Reri und Matahi leben als junges Liebespaar glücklich auf einer Südsee-Insel. Als Reri zur Priesterin bestimmt und dadurch für alle Männer tabu wird, müsste sie sich von Matahi trennen. Das Liebespaar wehrt sich jedoch gegen das Stammestabu. Sie glauben, dass ihre Liebe stärker und wichtiger ist. Doch ihr Aufbegehren findet kein Gehör. So ziehen die Liebenden die Flucht der Trennung vor und landen auf einer anderen Insel, wo sich Matahi als Perlentaucher verdingt. Auch dort werden sie aufgespürt. Um Matahis Leben zu retten, besteigt Reri freiwillig das Schiff, das sie abholen soll. Matahi versucht, das Boot einzuholen, findet aber den Tod in den Wellen.
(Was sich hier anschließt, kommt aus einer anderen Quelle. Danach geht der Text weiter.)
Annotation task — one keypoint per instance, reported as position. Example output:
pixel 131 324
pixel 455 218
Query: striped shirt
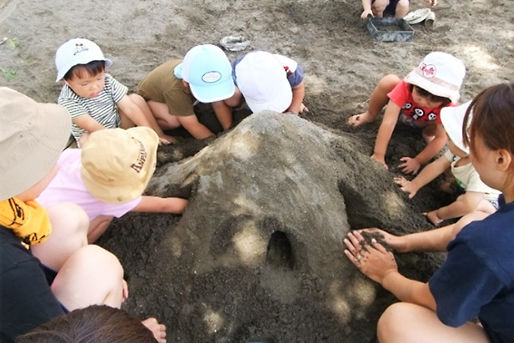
pixel 101 108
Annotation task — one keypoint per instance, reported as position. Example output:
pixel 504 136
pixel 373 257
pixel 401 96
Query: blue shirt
pixel 477 278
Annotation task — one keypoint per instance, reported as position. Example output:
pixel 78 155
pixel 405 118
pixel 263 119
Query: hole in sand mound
pixel 279 253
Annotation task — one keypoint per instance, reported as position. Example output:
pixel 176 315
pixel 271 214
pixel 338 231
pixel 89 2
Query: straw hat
pixel 32 136
pixel 117 164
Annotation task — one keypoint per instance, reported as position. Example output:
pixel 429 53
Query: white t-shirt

Der letzte Film von Murnau wurde in der Südsee an Originalschauplätzen gedreht. Der Film wurde zu einer ungewöhnlichen und poetischen Mischung aus Spielfilm und ethnografischer Studie. Unzufrieden mit den ewigen Bevormundungen seitens der Produzenten hatte Murnau zuvor vorzeitig seinen Fünf-Filme-Vertrag mit der Fox geborchen. Mit Dokumentarfilmer Robert Flaherty ("Nanuk, der Eskimo") bereiste Murnau die Südsee - vorher kaufte er einen Zweimaster und legte das Kapitänspatent ab. Während der Dreharbeiten kam es zwischen Murnau und seinem langjährigen Partner Flaherty allerdings zum Bruch. Murnau stellte das Werk allein fertig, bekam aber später extreme Schwierigkeiten mit der Zensur, weil viele Inselbewohnerinnen nackt zu sehen waren. Noch vor der Premiere des Films verunglückte Murnau auf einer Autofahrt und starb am 11. März 1931 in einer Klinik in Santa Barbara, Kalifornien.